Worse, they'd be in definite danger of missing the playoffs altogether. It's not unprecedented. Several Super Bowl winning teams have failed to make the playoffs the following year for various reasons. But who would have thought it possible with the Seahawks and their Legion of Boom, not to mention the most raucous home crowd in the entire NFL? After all, they're still pretty much the same core team. Yes, they lost Golden Tate to the Detroit Lions via free agency. But Tate is only a good, not great, receiver. Given the state of both teams, it seems logical the Lions benefited far more by acquiring him than the Seahawks suffered from his loss.

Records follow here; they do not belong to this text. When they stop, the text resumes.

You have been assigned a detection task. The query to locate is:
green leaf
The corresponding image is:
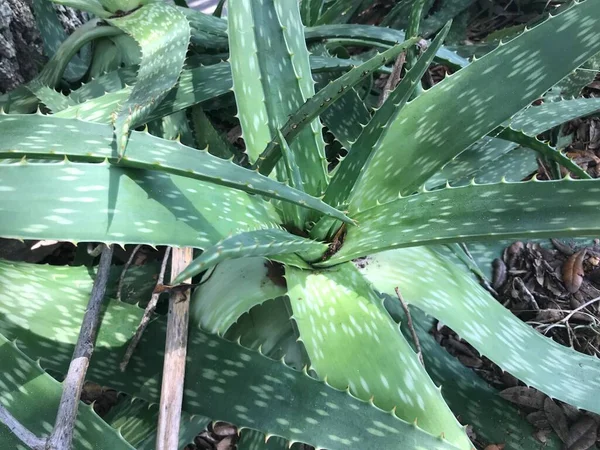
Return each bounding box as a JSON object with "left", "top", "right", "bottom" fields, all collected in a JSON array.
[
  {"left": 228, "top": 0, "right": 328, "bottom": 196},
  {"left": 0, "top": 334, "right": 134, "bottom": 450},
  {"left": 286, "top": 264, "right": 472, "bottom": 450},
  {"left": 350, "top": 1, "right": 600, "bottom": 212},
  {"left": 394, "top": 310, "right": 561, "bottom": 450},
  {"left": 256, "top": 38, "right": 417, "bottom": 175},
  {"left": 108, "top": 2, "right": 190, "bottom": 156},
  {"left": 498, "top": 128, "right": 592, "bottom": 179},
  {"left": 316, "top": 0, "right": 362, "bottom": 25},
  {"left": 32, "top": 0, "right": 95, "bottom": 81},
  {"left": 190, "top": 257, "right": 286, "bottom": 335},
  {"left": 324, "top": 179, "right": 600, "bottom": 266},
  {"left": 103, "top": 398, "right": 211, "bottom": 450},
  {"left": 0, "top": 262, "right": 455, "bottom": 450},
  {"left": 171, "top": 229, "right": 327, "bottom": 284},
  {"left": 324, "top": 25, "right": 450, "bottom": 205},
  {"left": 361, "top": 244, "right": 600, "bottom": 413},
  {"left": 0, "top": 161, "right": 280, "bottom": 248},
  {"left": 0, "top": 114, "right": 349, "bottom": 222}
]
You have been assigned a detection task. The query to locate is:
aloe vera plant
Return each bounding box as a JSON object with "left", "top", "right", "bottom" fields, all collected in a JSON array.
[{"left": 0, "top": 0, "right": 600, "bottom": 450}]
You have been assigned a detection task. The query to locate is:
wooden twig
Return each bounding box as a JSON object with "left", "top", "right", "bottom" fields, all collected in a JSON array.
[
  {"left": 119, "top": 247, "right": 171, "bottom": 372},
  {"left": 117, "top": 244, "right": 142, "bottom": 300},
  {"left": 377, "top": 52, "right": 406, "bottom": 107},
  {"left": 0, "top": 405, "right": 46, "bottom": 450},
  {"left": 394, "top": 287, "right": 425, "bottom": 367},
  {"left": 156, "top": 247, "right": 193, "bottom": 450},
  {"left": 46, "top": 245, "right": 113, "bottom": 450}
]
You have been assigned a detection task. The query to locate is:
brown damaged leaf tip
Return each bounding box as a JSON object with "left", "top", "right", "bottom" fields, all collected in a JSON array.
[{"left": 562, "top": 249, "right": 587, "bottom": 294}]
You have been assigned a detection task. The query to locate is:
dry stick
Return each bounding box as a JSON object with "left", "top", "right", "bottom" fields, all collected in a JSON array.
[
  {"left": 156, "top": 247, "right": 193, "bottom": 450},
  {"left": 117, "top": 244, "right": 142, "bottom": 300},
  {"left": 377, "top": 52, "right": 406, "bottom": 107},
  {"left": 119, "top": 247, "right": 171, "bottom": 372},
  {"left": 46, "top": 244, "right": 113, "bottom": 450},
  {"left": 394, "top": 287, "right": 425, "bottom": 367},
  {"left": 0, "top": 405, "right": 46, "bottom": 450}
]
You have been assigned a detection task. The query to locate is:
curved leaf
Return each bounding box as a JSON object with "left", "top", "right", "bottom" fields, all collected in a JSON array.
[
  {"left": 172, "top": 229, "right": 328, "bottom": 284},
  {"left": 286, "top": 264, "right": 472, "bottom": 450},
  {"left": 350, "top": 1, "right": 600, "bottom": 212},
  {"left": 0, "top": 114, "right": 349, "bottom": 221},
  {"left": 324, "top": 179, "right": 600, "bottom": 266},
  {"left": 108, "top": 2, "right": 190, "bottom": 156},
  {"left": 0, "top": 261, "right": 455, "bottom": 450},
  {"left": 0, "top": 161, "right": 280, "bottom": 248},
  {"left": 361, "top": 244, "right": 600, "bottom": 413}
]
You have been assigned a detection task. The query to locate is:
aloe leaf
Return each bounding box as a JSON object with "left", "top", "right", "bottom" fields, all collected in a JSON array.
[
  {"left": 0, "top": 332, "right": 134, "bottom": 450},
  {"left": 0, "top": 262, "right": 455, "bottom": 450},
  {"left": 190, "top": 257, "right": 286, "bottom": 335},
  {"left": 361, "top": 248, "right": 600, "bottom": 413},
  {"left": 324, "top": 179, "right": 600, "bottom": 266},
  {"left": 324, "top": 25, "right": 450, "bottom": 205},
  {"left": 392, "top": 308, "right": 561, "bottom": 450},
  {"left": 305, "top": 24, "right": 469, "bottom": 68},
  {"left": 498, "top": 128, "right": 592, "bottom": 179},
  {"left": 316, "top": 0, "right": 363, "bottom": 25},
  {"left": 108, "top": 2, "right": 190, "bottom": 156},
  {"left": 0, "top": 161, "right": 280, "bottom": 248},
  {"left": 32, "top": 0, "right": 94, "bottom": 81},
  {"left": 172, "top": 229, "right": 327, "bottom": 284},
  {"left": 228, "top": 0, "right": 328, "bottom": 196},
  {"left": 103, "top": 398, "right": 211, "bottom": 450},
  {"left": 350, "top": 1, "right": 600, "bottom": 212},
  {"left": 257, "top": 38, "right": 417, "bottom": 175},
  {"left": 0, "top": 114, "right": 349, "bottom": 221},
  {"left": 286, "top": 264, "right": 472, "bottom": 450}
]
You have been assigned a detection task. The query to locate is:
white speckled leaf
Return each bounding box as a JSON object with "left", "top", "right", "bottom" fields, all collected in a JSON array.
[
  {"left": 0, "top": 162, "right": 280, "bottom": 248},
  {"left": 286, "top": 263, "right": 472, "bottom": 450},
  {"left": 228, "top": 0, "right": 328, "bottom": 196},
  {"left": 108, "top": 2, "right": 190, "bottom": 155},
  {"left": 326, "top": 179, "right": 600, "bottom": 266},
  {"left": 361, "top": 248, "right": 600, "bottom": 413},
  {"left": 0, "top": 334, "right": 134, "bottom": 450},
  {"left": 0, "top": 261, "right": 456, "bottom": 450},
  {"left": 0, "top": 114, "right": 349, "bottom": 221},
  {"left": 172, "top": 228, "right": 327, "bottom": 284},
  {"left": 102, "top": 398, "right": 212, "bottom": 450},
  {"left": 350, "top": 1, "right": 600, "bottom": 212},
  {"left": 324, "top": 24, "right": 450, "bottom": 205},
  {"left": 190, "top": 257, "right": 286, "bottom": 335}
]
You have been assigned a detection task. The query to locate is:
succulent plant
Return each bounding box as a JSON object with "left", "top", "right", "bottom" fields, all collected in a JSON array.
[{"left": 0, "top": 0, "right": 600, "bottom": 450}]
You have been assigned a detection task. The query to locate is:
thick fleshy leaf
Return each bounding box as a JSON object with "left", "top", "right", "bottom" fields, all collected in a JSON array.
[
  {"left": 360, "top": 248, "right": 600, "bottom": 413},
  {"left": 324, "top": 25, "right": 450, "bottom": 205},
  {"left": 0, "top": 161, "right": 280, "bottom": 248},
  {"left": 103, "top": 398, "right": 211, "bottom": 450},
  {"left": 190, "top": 257, "right": 286, "bottom": 335},
  {"left": 286, "top": 263, "right": 472, "bottom": 449},
  {"left": 0, "top": 334, "right": 134, "bottom": 450},
  {"left": 172, "top": 228, "right": 328, "bottom": 284},
  {"left": 0, "top": 262, "right": 455, "bottom": 450},
  {"left": 385, "top": 308, "right": 561, "bottom": 450},
  {"left": 228, "top": 0, "right": 328, "bottom": 195},
  {"left": 350, "top": 1, "right": 600, "bottom": 212},
  {"left": 108, "top": 2, "right": 190, "bottom": 155},
  {"left": 257, "top": 39, "right": 417, "bottom": 175},
  {"left": 324, "top": 179, "right": 600, "bottom": 266},
  {"left": 0, "top": 114, "right": 349, "bottom": 221}
]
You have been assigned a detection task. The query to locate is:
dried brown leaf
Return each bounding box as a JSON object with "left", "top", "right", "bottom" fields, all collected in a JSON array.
[
  {"left": 500, "top": 386, "right": 546, "bottom": 409},
  {"left": 544, "top": 397, "right": 569, "bottom": 443},
  {"left": 565, "top": 416, "right": 598, "bottom": 450},
  {"left": 562, "top": 249, "right": 587, "bottom": 294}
]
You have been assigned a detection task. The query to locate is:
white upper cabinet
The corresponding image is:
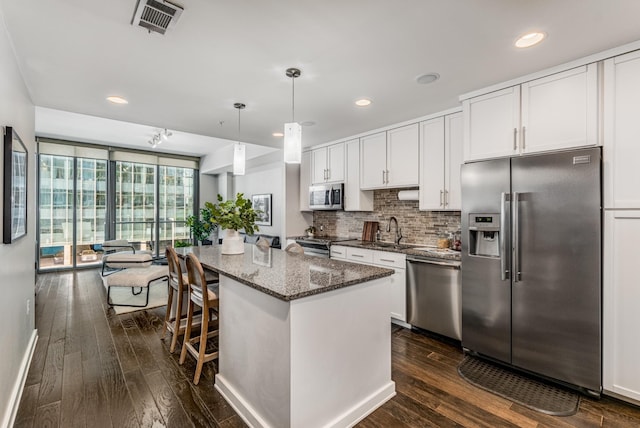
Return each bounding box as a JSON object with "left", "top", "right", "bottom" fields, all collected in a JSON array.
[
  {"left": 300, "top": 152, "right": 311, "bottom": 211},
  {"left": 603, "top": 52, "right": 640, "bottom": 209},
  {"left": 360, "top": 123, "right": 419, "bottom": 189},
  {"left": 387, "top": 123, "right": 420, "bottom": 187},
  {"left": 520, "top": 64, "right": 598, "bottom": 153},
  {"left": 360, "top": 132, "right": 387, "bottom": 189},
  {"left": 419, "top": 113, "right": 462, "bottom": 211},
  {"left": 311, "top": 143, "right": 344, "bottom": 184},
  {"left": 463, "top": 64, "right": 598, "bottom": 161},
  {"left": 462, "top": 86, "right": 520, "bottom": 161},
  {"left": 344, "top": 138, "right": 373, "bottom": 211}
]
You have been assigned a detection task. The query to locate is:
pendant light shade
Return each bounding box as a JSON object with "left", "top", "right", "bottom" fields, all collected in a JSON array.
[
  {"left": 233, "top": 103, "right": 246, "bottom": 175},
  {"left": 284, "top": 122, "right": 302, "bottom": 163},
  {"left": 233, "top": 143, "right": 246, "bottom": 175},
  {"left": 284, "top": 68, "right": 302, "bottom": 163}
]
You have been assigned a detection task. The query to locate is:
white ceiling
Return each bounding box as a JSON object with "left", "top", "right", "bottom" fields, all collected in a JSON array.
[{"left": 0, "top": 0, "right": 640, "bottom": 154}]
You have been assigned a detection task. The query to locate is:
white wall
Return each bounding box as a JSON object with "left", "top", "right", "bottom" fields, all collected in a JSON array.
[
  {"left": 0, "top": 6, "right": 36, "bottom": 426},
  {"left": 284, "top": 164, "right": 313, "bottom": 236},
  {"left": 234, "top": 161, "right": 285, "bottom": 240}
]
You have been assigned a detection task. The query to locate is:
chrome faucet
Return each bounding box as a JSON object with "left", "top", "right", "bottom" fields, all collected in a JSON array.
[{"left": 387, "top": 216, "right": 402, "bottom": 245}]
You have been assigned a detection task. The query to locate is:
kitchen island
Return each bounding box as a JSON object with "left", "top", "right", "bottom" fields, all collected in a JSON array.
[{"left": 177, "top": 244, "right": 395, "bottom": 428}]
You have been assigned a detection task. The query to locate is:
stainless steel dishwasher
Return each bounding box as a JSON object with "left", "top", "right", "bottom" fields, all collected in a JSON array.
[{"left": 407, "top": 256, "right": 462, "bottom": 340}]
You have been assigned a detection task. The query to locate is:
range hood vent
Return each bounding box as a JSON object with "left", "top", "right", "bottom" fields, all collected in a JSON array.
[{"left": 131, "top": 0, "right": 184, "bottom": 34}]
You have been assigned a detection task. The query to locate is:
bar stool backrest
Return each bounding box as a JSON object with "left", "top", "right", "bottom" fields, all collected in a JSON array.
[
  {"left": 165, "top": 245, "right": 184, "bottom": 293},
  {"left": 187, "top": 253, "right": 209, "bottom": 312}
]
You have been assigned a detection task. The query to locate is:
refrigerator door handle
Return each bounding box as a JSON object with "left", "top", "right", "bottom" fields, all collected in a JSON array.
[
  {"left": 513, "top": 192, "right": 522, "bottom": 282},
  {"left": 499, "top": 192, "right": 509, "bottom": 281}
]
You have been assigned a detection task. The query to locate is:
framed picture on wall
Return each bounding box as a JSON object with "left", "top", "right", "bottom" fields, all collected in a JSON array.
[
  {"left": 2, "top": 126, "right": 28, "bottom": 244},
  {"left": 251, "top": 193, "right": 272, "bottom": 226}
]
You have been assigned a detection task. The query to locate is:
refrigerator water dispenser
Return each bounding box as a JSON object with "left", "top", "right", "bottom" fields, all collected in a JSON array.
[{"left": 469, "top": 214, "right": 500, "bottom": 258}]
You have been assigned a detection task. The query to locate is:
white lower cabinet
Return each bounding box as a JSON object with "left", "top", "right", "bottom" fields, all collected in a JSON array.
[
  {"left": 602, "top": 210, "right": 640, "bottom": 404},
  {"left": 331, "top": 245, "right": 407, "bottom": 323}
]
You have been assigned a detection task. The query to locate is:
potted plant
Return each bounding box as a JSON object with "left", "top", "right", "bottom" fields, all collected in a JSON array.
[
  {"left": 185, "top": 206, "right": 218, "bottom": 244},
  {"left": 304, "top": 226, "right": 316, "bottom": 238},
  {"left": 209, "top": 193, "right": 260, "bottom": 254}
]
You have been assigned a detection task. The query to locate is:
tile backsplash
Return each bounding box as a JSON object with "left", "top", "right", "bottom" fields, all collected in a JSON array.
[{"left": 313, "top": 189, "right": 460, "bottom": 245}]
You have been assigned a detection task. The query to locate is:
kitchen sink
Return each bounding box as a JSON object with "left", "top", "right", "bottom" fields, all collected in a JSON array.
[
  {"left": 412, "top": 247, "right": 460, "bottom": 254},
  {"left": 363, "top": 242, "right": 413, "bottom": 250}
]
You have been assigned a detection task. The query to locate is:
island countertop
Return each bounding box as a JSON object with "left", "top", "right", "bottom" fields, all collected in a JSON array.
[{"left": 176, "top": 244, "right": 394, "bottom": 301}]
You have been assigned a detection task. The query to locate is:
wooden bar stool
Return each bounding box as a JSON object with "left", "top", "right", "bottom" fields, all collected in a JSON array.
[
  {"left": 180, "top": 254, "right": 219, "bottom": 385},
  {"left": 162, "top": 245, "right": 188, "bottom": 354}
]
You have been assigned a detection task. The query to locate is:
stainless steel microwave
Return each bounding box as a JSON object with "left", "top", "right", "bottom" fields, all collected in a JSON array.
[{"left": 309, "top": 183, "right": 344, "bottom": 210}]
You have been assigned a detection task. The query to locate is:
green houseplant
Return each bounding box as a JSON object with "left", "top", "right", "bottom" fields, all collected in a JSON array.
[
  {"left": 185, "top": 206, "right": 218, "bottom": 243},
  {"left": 209, "top": 193, "right": 260, "bottom": 254}
]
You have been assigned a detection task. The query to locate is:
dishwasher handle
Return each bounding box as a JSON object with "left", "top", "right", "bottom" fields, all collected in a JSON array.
[{"left": 407, "top": 257, "right": 461, "bottom": 269}]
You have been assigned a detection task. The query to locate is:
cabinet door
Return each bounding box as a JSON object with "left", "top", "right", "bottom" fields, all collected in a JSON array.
[
  {"left": 327, "top": 143, "right": 344, "bottom": 183},
  {"left": 360, "top": 132, "right": 387, "bottom": 189},
  {"left": 300, "top": 152, "right": 311, "bottom": 211},
  {"left": 311, "top": 147, "right": 327, "bottom": 184},
  {"left": 390, "top": 269, "right": 407, "bottom": 322},
  {"left": 603, "top": 52, "right": 640, "bottom": 209},
  {"left": 521, "top": 64, "right": 598, "bottom": 153},
  {"left": 348, "top": 139, "right": 373, "bottom": 211},
  {"left": 444, "top": 113, "right": 462, "bottom": 211},
  {"left": 387, "top": 123, "right": 420, "bottom": 187},
  {"left": 602, "top": 211, "right": 640, "bottom": 401},
  {"left": 419, "top": 117, "right": 445, "bottom": 210},
  {"left": 462, "top": 86, "right": 520, "bottom": 162}
]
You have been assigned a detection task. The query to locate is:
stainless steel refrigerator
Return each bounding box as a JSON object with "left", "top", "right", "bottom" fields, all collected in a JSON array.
[{"left": 461, "top": 148, "right": 602, "bottom": 394}]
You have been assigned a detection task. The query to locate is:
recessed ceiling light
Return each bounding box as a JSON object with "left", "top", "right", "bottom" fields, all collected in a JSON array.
[
  {"left": 107, "top": 95, "right": 129, "bottom": 104},
  {"left": 416, "top": 73, "right": 440, "bottom": 85},
  {"left": 514, "top": 32, "right": 546, "bottom": 48}
]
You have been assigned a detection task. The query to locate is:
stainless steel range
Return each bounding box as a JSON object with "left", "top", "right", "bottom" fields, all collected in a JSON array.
[{"left": 294, "top": 236, "right": 352, "bottom": 258}]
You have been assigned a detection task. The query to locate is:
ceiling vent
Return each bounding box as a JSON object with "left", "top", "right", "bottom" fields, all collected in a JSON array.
[{"left": 131, "top": 0, "right": 184, "bottom": 34}]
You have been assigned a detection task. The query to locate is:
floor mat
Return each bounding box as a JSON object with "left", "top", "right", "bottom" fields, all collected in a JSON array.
[{"left": 458, "top": 355, "right": 580, "bottom": 416}]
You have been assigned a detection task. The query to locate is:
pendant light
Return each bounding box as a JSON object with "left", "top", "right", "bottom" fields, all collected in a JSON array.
[
  {"left": 284, "top": 68, "right": 302, "bottom": 163},
  {"left": 233, "top": 103, "right": 246, "bottom": 175}
]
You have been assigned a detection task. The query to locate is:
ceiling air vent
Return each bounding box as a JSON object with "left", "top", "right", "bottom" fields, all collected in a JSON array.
[{"left": 131, "top": 0, "right": 184, "bottom": 34}]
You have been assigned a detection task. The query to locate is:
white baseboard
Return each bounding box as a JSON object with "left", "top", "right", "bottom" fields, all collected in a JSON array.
[
  {"left": 214, "top": 374, "right": 269, "bottom": 428},
  {"left": 215, "top": 374, "right": 396, "bottom": 428},
  {"left": 326, "top": 381, "right": 396, "bottom": 428},
  {"left": 0, "top": 330, "right": 38, "bottom": 427}
]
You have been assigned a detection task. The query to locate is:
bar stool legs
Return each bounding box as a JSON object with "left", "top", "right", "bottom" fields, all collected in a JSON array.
[{"left": 179, "top": 254, "right": 219, "bottom": 385}]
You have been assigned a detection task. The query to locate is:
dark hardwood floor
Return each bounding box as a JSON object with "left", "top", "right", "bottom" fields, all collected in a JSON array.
[{"left": 15, "top": 270, "right": 640, "bottom": 428}]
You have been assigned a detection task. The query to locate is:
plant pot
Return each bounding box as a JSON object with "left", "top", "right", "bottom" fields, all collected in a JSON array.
[{"left": 221, "top": 229, "right": 244, "bottom": 254}]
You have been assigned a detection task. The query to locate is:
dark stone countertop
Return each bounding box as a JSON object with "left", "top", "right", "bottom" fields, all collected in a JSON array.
[{"left": 176, "top": 244, "right": 394, "bottom": 301}]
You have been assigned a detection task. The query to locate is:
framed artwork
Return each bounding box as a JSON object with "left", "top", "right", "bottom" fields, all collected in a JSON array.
[
  {"left": 2, "top": 126, "right": 28, "bottom": 244},
  {"left": 251, "top": 193, "right": 272, "bottom": 226}
]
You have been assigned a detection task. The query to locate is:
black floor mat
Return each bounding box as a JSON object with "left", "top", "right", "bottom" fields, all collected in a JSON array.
[{"left": 458, "top": 355, "right": 580, "bottom": 416}]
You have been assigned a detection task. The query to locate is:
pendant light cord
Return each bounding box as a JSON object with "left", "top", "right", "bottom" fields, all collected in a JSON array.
[{"left": 291, "top": 77, "right": 296, "bottom": 122}]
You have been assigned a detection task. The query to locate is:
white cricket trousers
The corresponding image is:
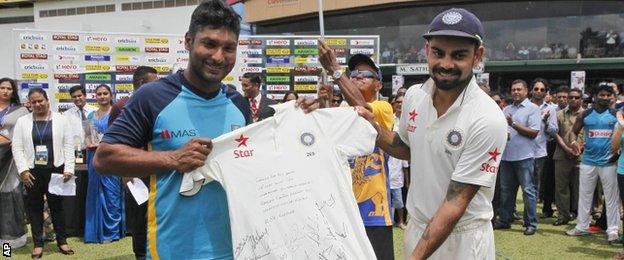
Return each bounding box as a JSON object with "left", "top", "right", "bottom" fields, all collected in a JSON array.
[
  {"left": 576, "top": 163, "right": 620, "bottom": 234},
  {"left": 403, "top": 216, "right": 496, "bottom": 260}
]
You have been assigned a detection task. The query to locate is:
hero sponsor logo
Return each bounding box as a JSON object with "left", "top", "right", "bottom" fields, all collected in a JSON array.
[
  {"left": 295, "top": 40, "right": 318, "bottom": 46},
  {"left": 20, "top": 53, "right": 48, "bottom": 60},
  {"left": 241, "top": 49, "right": 262, "bottom": 55},
  {"left": 145, "top": 57, "right": 169, "bottom": 63},
  {"left": 54, "top": 45, "right": 78, "bottom": 52},
  {"left": 115, "top": 37, "right": 139, "bottom": 44},
  {"left": 22, "top": 64, "right": 48, "bottom": 71},
  {"left": 85, "top": 35, "right": 110, "bottom": 42},
  {"left": 267, "top": 39, "right": 290, "bottom": 46},
  {"left": 52, "top": 34, "right": 80, "bottom": 42},
  {"left": 20, "top": 33, "right": 47, "bottom": 41},
  {"left": 267, "top": 85, "right": 290, "bottom": 91}
]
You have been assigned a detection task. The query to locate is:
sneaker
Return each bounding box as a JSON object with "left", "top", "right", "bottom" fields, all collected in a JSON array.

As NFL fans know, each Conference consists of four divisions. The winners of those divisions, plus two wild-card teams go on to the playoffs where anything can happen, and sometimes does.
Yet look around at the rest of the NFC. In the East, Philly and Dallas both have 7-3 records and are slugging it out for the division crown. Same with Green Bay and Detroit in the North. In the South, co-leaders Atlanta and New Orleans both only have 4-6 records, but SOMEBODY has to win that division and will qualify for the playoffs. Not counting the high-flying Cards, in Seattle's own West division, they find themselves currently tied with San Fran at 6-4.
Put another way, between Philly/Dal, GB/Det, and San Fran, the Seahawks likely find themselves in a four-way fight for a playoff wild card position with only two spots available.
If they win against the Cards (Seattle's a 6 1/2 point favorite) to go 7-4, they keep their hopes alive.
But if they lose to become 6-5, the fat ladies at Starbucks and Microsoft headquarters might just start warming up to belt out a swan song for yet another team to join the year-after Super Bowl championship scrapheap.
On with the game. Should be interesting. No pressure.